Photo credit: Brian Heater

The music for the show was either done by The Mysterious Breakmaster cylinder or myself. I’m a very, very amateur musician, but it’s pretty simple, and I use the Sequential Circuits Prophet 6 synthesizer most often for that. It’s based on an early ’80s synthesizer (called, believe it or not, Prophet 5) that was used by the likes of Gary Numan, The Cars and Soft Cell, and it’s simply impossible to get a bad sound from it generate. When I need a great, fat synth bass or super thick synth leads, I use the Moog Matriarch, a more temperamental, but still really wonderful and versatile synth.

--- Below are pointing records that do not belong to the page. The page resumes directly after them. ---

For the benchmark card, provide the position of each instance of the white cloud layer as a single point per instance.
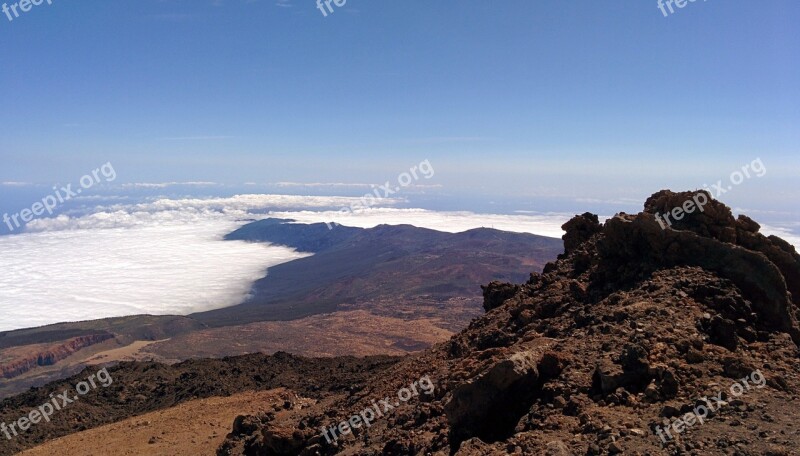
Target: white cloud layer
(168, 257)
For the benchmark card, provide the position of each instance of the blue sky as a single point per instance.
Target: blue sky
(517, 98)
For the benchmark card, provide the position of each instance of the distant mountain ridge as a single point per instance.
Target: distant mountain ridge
(356, 265)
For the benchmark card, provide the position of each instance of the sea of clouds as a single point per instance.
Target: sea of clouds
(168, 256)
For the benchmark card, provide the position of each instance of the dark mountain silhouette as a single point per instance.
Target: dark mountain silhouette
(397, 262)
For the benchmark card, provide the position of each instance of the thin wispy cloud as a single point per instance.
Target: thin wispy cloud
(195, 138)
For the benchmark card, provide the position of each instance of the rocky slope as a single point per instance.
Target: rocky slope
(637, 340)
(49, 354)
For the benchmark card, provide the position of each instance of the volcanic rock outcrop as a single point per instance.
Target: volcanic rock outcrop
(621, 336)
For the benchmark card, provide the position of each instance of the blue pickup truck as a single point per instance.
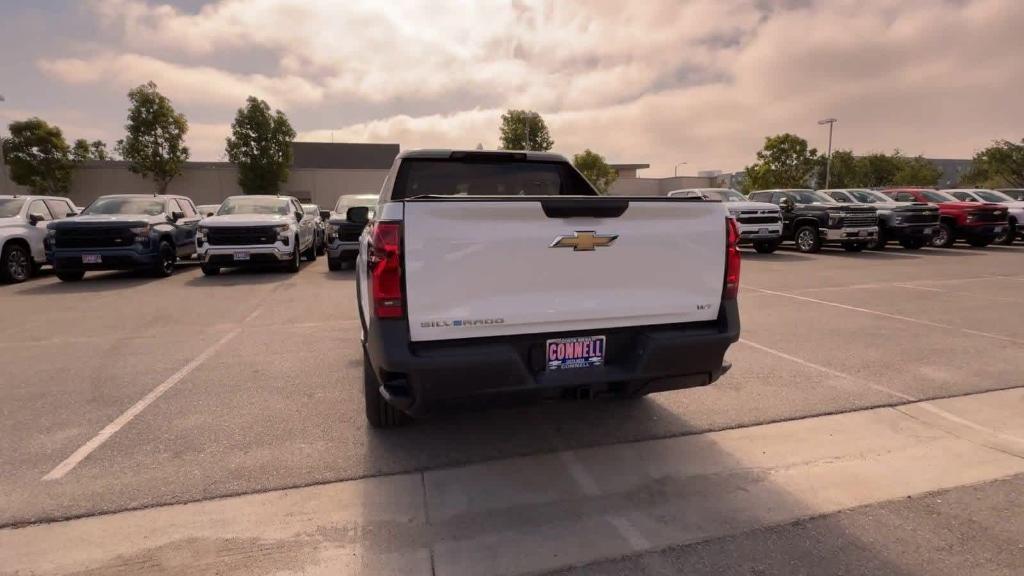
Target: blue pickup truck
(124, 232)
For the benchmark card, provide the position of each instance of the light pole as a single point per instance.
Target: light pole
(829, 122)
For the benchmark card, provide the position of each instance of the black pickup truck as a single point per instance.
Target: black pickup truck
(910, 223)
(124, 232)
(811, 218)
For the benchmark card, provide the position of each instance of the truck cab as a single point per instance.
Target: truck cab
(23, 233)
(489, 275)
(812, 218)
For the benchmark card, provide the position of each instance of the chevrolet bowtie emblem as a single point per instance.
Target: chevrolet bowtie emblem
(584, 241)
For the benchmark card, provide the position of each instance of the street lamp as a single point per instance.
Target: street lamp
(829, 122)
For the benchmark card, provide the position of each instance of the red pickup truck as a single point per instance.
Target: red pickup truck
(978, 223)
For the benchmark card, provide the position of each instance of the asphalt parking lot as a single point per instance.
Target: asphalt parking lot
(124, 392)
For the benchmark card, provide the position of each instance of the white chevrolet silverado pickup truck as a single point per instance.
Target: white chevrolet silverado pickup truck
(503, 274)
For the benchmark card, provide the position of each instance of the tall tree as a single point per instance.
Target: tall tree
(524, 129)
(1000, 165)
(784, 161)
(596, 170)
(155, 142)
(38, 156)
(261, 147)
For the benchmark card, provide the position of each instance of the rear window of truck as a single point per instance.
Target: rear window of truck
(421, 176)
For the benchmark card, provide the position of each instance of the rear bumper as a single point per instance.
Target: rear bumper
(418, 376)
(111, 258)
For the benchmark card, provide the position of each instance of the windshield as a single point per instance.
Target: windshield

For drum sounds I mostly use standard Ableton drums, but I also have a few samplers and drum machines (the Erica Synths LXR-02 and the SOMA Pulsar-23) that I like to use to make small broken beats. I recorded an album a few years ago under the name Slow Fawns and I have been known to exploit these finished songs for music cues in podcasts.

Also, I would be remiss if I didn’t address the elephant in the room, or the rubber glove in the room, so to speak. When I first started renting this apartment, this room was full of a previous tenant’s trash, and I took it all out and set everything up before I noticed the rubber glove on the floor, just to the right of my synthesizer. Now it’s so much a part of the room decor that I hardly notice it anymore.